Emily-Virginie Raffray-Taddei a envoyé le 10 mars dernier une lettre à ses soutiens dans laquelle elle raconte son terrible parcours : elle est notamment depuis 9 mois dans un hôpital-prison (un UHSI) à Lyon. Elle avait fait condamner la France en décembre dernier pour les traitements inhumains qu’elle avait reçus (*)


Madame, Monsieur,

Je me permets de vous écrire afin de témoigner des graves dysfonctionnements, des humiliations, atteintes à mes droits, vols, intimidations et fausses déclarations qui ont conduit à ma situation actuelle et un diagnostic très réservé, puisque je suis dans l’impossibilité de me soigner correctement. J’ai d’ailleurs déposé plainte dès 2002 pour manquement aux soins, votre tentative d’atteinte à ma vie et, récemment, la cour européenne de justice m’a donné raison et condamné la France.
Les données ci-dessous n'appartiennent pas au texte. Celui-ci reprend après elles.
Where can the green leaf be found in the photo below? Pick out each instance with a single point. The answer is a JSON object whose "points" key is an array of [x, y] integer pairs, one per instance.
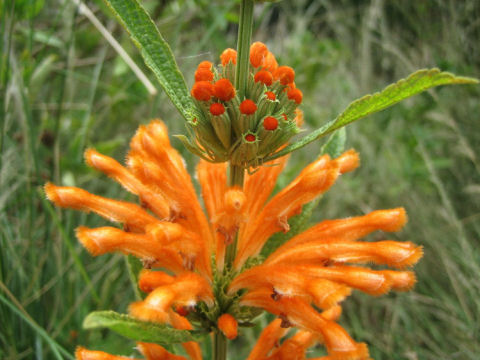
{"points": [[416, 83], [134, 266], [137, 330], [155, 50], [298, 223], [335, 144]]}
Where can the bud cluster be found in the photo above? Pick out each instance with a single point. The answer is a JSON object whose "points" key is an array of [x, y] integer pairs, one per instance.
{"points": [[243, 129]]}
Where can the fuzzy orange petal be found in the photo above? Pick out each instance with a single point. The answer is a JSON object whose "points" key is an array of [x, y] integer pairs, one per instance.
{"points": [[393, 253], [133, 216], [350, 229], [228, 326]]}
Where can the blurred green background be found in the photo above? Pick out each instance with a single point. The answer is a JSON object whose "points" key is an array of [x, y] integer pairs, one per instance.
{"points": [[63, 88]]}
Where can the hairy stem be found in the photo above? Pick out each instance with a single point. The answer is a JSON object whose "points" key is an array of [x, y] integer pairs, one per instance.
{"points": [[243, 46], [219, 346]]}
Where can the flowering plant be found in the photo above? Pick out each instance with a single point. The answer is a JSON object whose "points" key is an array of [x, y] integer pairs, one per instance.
{"points": [[211, 273]]}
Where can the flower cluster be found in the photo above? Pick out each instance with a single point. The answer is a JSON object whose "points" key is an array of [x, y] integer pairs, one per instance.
{"points": [[243, 128], [302, 282]]}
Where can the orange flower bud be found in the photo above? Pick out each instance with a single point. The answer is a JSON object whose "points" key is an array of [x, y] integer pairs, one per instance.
{"points": [[264, 77], [224, 90], [258, 51], [248, 107], [202, 90], [270, 123], [270, 95], [228, 55], [285, 74], [228, 326], [203, 74], [298, 117], [217, 109], [270, 63]]}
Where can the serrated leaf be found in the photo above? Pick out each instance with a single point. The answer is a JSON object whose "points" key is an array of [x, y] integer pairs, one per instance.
{"points": [[155, 51], [335, 144], [415, 83], [137, 330], [134, 266], [298, 223]]}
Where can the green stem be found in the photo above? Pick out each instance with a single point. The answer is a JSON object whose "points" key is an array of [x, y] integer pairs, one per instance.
{"points": [[236, 175], [220, 346], [243, 46]]}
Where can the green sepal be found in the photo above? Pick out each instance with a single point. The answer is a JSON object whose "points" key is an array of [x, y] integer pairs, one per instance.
{"points": [[298, 223], [416, 83], [138, 330], [335, 144], [155, 51]]}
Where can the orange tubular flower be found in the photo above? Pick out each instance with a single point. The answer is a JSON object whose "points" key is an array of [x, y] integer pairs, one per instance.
{"points": [[228, 325], [84, 354], [157, 352], [228, 55], [205, 269]]}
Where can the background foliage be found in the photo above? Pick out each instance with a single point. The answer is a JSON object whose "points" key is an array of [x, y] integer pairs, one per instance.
{"points": [[63, 88]]}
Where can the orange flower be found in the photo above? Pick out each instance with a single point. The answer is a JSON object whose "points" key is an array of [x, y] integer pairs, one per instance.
{"points": [[228, 325], [205, 269]]}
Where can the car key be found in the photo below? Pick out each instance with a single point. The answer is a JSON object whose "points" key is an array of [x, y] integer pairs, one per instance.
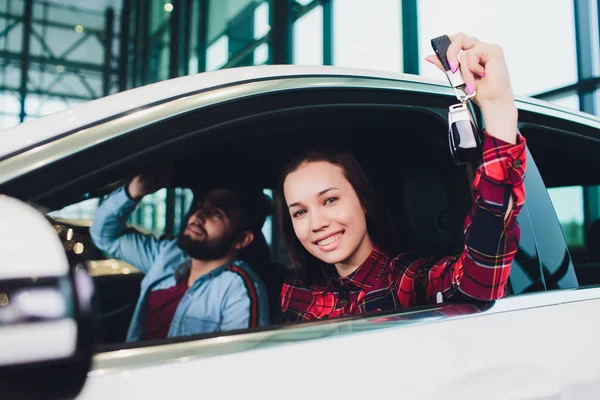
{"points": [[464, 139]]}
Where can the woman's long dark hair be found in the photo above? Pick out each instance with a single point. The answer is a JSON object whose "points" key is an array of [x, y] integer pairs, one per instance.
{"points": [[308, 268]]}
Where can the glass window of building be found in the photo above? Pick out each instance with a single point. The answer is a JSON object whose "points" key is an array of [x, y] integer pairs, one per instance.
{"points": [[367, 36], [308, 38], [525, 32]]}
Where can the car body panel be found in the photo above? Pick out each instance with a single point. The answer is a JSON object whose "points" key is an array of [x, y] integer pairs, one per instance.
{"points": [[491, 354]]}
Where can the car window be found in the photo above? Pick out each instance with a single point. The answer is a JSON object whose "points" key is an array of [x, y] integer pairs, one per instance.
{"points": [[568, 163], [149, 216], [578, 210], [568, 203]]}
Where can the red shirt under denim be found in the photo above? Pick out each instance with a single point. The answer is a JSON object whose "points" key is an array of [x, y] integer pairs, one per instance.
{"points": [[162, 305], [480, 272]]}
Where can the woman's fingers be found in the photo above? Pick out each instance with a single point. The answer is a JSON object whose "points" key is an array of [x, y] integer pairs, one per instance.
{"points": [[473, 60], [433, 59], [459, 42], [470, 69]]}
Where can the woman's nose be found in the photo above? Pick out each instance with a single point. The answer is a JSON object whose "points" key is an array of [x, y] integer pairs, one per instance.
{"points": [[319, 220]]}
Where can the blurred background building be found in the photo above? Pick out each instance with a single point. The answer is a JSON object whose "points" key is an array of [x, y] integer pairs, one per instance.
{"points": [[57, 53]]}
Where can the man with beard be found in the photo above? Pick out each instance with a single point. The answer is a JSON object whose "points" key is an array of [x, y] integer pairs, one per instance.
{"points": [[196, 283]]}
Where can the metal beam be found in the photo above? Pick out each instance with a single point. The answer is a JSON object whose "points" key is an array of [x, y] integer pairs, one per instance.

Je suis rentrée en détention en 2000, d’abord sur un mandat politico-Corse et, dans un premier temps j’ai été envoyé Marseille, à l’isolement total car, lors de l’interpellation, j’avais été touchée à l’abdomen par deux balles. A peine arrivée, je reçois le nécessaire donné à tous les arrivantes, qui m’est remis par une gradée accompagnée de trois surveillantes. Elles sortent , referment la porte qui se rouvre presque aussitôt sur la gradée, seule. Celle-ci me fait savoir qu’elle est en contact avec des corses incarcérés chez les hommes et se propose d’être mon contact privilégié pour obtenir certaines choses, par exemple un téléphone portable. Évidemment, je lui dis oui et lui indique le numéro de téléphone de la personne qui lui paiera ce service qu’elle évalue à 2500 euros. Le lendemain soir, j’ai le téléphone plus les numéros des détenus hommes...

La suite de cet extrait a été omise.